Re: Border-Images and 'round': CSS Backgrounds and Borders Module Level 3

Brad Kemper wrote:
> On Sep 28, 2009, at 2:01 PM, "Tab Atkins Jr." <jackalmage@gmail.com> wrote:
> 
>> On Mon, Sep 28, 2009 at 3:39 PM, Brad Kemper <brad.kemper@gmail.com> 
>> wrote:
>>> If I have say, a bottom that is 200px-wide between the bottom-left and
>>> bottom-right corner pieces, and my 120px-wide tile images are 
>>> squished down
>>> to 100px-wide, then two of them will fit perfectly in the alotted space.
>>> Thus you have corner, tile, tile, corner, with no further space to deal
>>> with. Where does centering have any effect, and where are you getting 
>>> 50px
>>> spaces?
>>
>> I *think* you're mentally running the algorithm as if it was "Scale ->
>> Tile -> Position".  As described in the spec, though, it's "Scale ->
>> Position -> Tile".
>>
>> Two copies of the image will indeed fit perfectly in the box, but you
>> don't *have* two copies until the last step, *after* the 'source copy'
>> has already been scaled and positioned.  Thus you must position the
>> first copy on the left edge so that when it tiles the second copy
>> exactly fills the right half.  If you were to center it first, then
>> the tiling wouldn't work correctly.
> 
> Sure it would. The alignment wouldn't change as you added more tiles. 
> The would just push previous tiles to the left. Like when you add words 
> to a centered paragraph. At least that's how I read it.

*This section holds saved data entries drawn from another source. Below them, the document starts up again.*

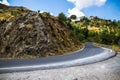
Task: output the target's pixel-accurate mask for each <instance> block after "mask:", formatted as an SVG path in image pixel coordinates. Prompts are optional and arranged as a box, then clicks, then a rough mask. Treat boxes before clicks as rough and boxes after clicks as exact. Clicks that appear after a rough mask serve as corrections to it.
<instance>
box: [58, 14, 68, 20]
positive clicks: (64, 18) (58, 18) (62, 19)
mask: <svg viewBox="0 0 120 80" xmlns="http://www.w3.org/2000/svg"><path fill="white" fill-rule="evenodd" d="M58 20H59V21H61V22H66V21H67V17H66V16H65V14H64V13H60V14H59V15H58Z"/></svg>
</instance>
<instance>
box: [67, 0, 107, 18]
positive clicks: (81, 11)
mask: <svg viewBox="0 0 120 80" xmlns="http://www.w3.org/2000/svg"><path fill="white" fill-rule="evenodd" d="M67 1H68V2H71V3H73V4H74V5H75V7H74V8H73V9H68V13H69V15H72V14H75V15H77V17H78V16H79V17H80V16H84V15H85V14H84V13H83V12H82V11H81V10H83V9H84V8H88V7H91V6H98V7H99V6H102V5H104V4H105V2H106V0H67Z"/></svg>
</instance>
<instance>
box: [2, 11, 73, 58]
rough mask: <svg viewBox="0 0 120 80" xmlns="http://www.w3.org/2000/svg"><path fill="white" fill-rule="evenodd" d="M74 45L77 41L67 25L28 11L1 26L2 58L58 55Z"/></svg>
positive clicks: (40, 56) (62, 52)
mask: <svg viewBox="0 0 120 80" xmlns="http://www.w3.org/2000/svg"><path fill="white" fill-rule="evenodd" d="M74 46H75V41H73V40H72V38H71V37H70V32H68V29H67V27H66V25H65V24H63V23H60V22H59V21H58V20H57V19H55V18H52V16H49V17H48V16H46V15H43V14H39V13H36V12H28V13H26V14H24V15H23V16H19V17H16V18H13V19H11V20H10V21H9V22H7V23H5V24H3V25H2V26H1V27H0V54H1V55H2V56H1V57H3V58H4V57H10V58H21V57H23V56H25V55H32V56H35V57H42V56H50V55H59V54H63V51H64V50H68V49H69V50H72V48H73V47H74Z"/></svg>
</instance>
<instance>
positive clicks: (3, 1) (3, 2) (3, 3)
mask: <svg viewBox="0 0 120 80" xmlns="http://www.w3.org/2000/svg"><path fill="white" fill-rule="evenodd" d="M0 3H1V4H5V5H10V4H9V3H8V1H7V0H2V1H0Z"/></svg>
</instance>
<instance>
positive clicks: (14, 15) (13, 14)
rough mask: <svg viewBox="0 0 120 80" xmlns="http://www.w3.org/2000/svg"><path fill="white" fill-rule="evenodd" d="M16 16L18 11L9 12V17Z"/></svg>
mask: <svg viewBox="0 0 120 80" xmlns="http://www.w3.org/2000/svg"><path fill="white" fill-rule="evenodd" d="M18 14H20V12H19V11H11V15H14V16H17V15H18Z"/></svg>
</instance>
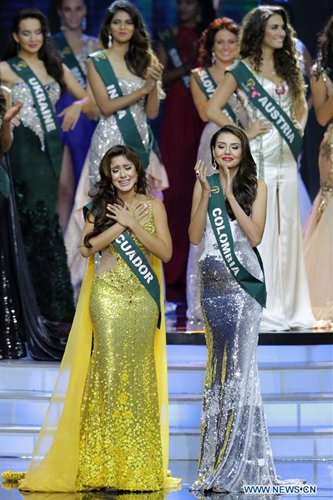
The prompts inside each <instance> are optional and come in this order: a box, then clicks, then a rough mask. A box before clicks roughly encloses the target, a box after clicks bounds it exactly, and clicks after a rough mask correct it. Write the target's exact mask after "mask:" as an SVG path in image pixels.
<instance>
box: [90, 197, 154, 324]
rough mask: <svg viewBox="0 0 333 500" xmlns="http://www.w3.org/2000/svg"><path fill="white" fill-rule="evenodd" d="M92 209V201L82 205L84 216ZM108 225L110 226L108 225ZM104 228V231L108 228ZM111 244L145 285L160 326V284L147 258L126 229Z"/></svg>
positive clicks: (139, 247) (144, 284) (127, 264)
mask: <svg viewBox="0 0 333 500" xmlns="http://www.w3.org/2000/svg"><path fill="white" fill-rule="evenodd" d="M91 209H92V202H89V203H88V204H87V205H86V206H85V207H83V213H84V216H85V218H86V216H87V214H88V212H89V211H90V210H91ZM108 227H110V226H108ZM108 227H105V228H104V231H105V230H106V229H108ZM112 246H113V247H114V248H115V249H116V250H117V252H118V253H119V255H120V256H121V257H122V258H123V259H124V261H125V262H126V264H127V265H128V267H129V268H130V269H131V271H132V272H133V273H134V274H135V276H136V277H137V278H138V279H139V280H140V281H141V283H142V284H143V285H144V286H145V287H146V289H147V291H148V292H149V294H150V295H151V296H152V298H153V299H154V301H155V302H156V305H157V307H158V321H157V327H158V328H160V326H161V302H160V284H159V281H158V278H157V276H156V274H155V272H154V271H153V268H152V267H151V265H150V262H149V260H148V259H147V257H146V256H145V255H144V254H143V252H142V251H141V249H140V247H139V246H138V245H137V244H136V243H135V241H134V239H133V238H132V237H131V235H130V234H129V232H128V231H126V230H125V231H123V232H122V233H121V234H120V235H119V236H118V238H116V239H115V240H114V241H113V242H112Z"/></svg>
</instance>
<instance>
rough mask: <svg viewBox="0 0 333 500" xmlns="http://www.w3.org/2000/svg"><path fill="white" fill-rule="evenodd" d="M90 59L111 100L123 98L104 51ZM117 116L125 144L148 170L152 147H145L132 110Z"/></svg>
mask: <svg viewBox="0 0 333 500" xmlns="http://www.w3.org/2000/svg"><path fill="white" fill-rule="evenodd" d="M89 57H90V58H91V60H92V62H93V64H94V66H95V68H96V71H97V72H98V74H99V75H100V77H101V78H102V80H103V83H104V85H105V87H106V90H107V93H108V95H109V98H110V99H116V98H117V97H122V96H123V93H122V90H121V88H120V85H119V82H118V78H117V77H116V75H115V73H114V71H113V68H112V65H111V63H110V61H109V60H108V58H107V56H106V54H105V52H104V50H100V51H98V52H94V53H93V54H90V55H89ZM115 116H116V120H117V125H118V128H119V130H120V133H121V135H122V137H123V139H124V143H125V144H126V145H127V146H130V147H131V148H133V149H134V150H135V151H136V152H137V154H138V155H139V156H140V159H141V161H142V164H143V166H144V167H145V168H147V167H148V164H149V153H150V150H151V147H149V150H148V151H147V149H146V148H145V147H144V145H143V143H142V139H141V135H140V133H139V131H138V128H137V126H136V124H135V121H134V118H133V116H132V114H131V111H130V109H129V108H126V109H121V110H120V111H117V113H115Z"/></svg>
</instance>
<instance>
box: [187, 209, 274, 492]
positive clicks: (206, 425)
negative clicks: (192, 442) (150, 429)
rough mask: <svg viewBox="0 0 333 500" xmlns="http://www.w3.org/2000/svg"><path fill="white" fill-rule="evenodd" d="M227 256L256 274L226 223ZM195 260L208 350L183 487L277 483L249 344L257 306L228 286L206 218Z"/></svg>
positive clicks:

@_@ Where does it say that you push the first tile to the left?

The first tile is left-aligned for 'round' because if you center it and
then tile, an even number of star-shaped tiles will look like this:

   \_ _/\_  _/\_  _/\_  _/
    /\    /\    /\    /\
   \| |/\|  |/\|  |/\|  |/

Instead of like this

    _/\_  _/\_  _/\_  _/\_
   \    /\    /\    /\   /
    |/\|  |/\|  |/\|  |/\|

This is (was?) a bug in Webkit's implementation.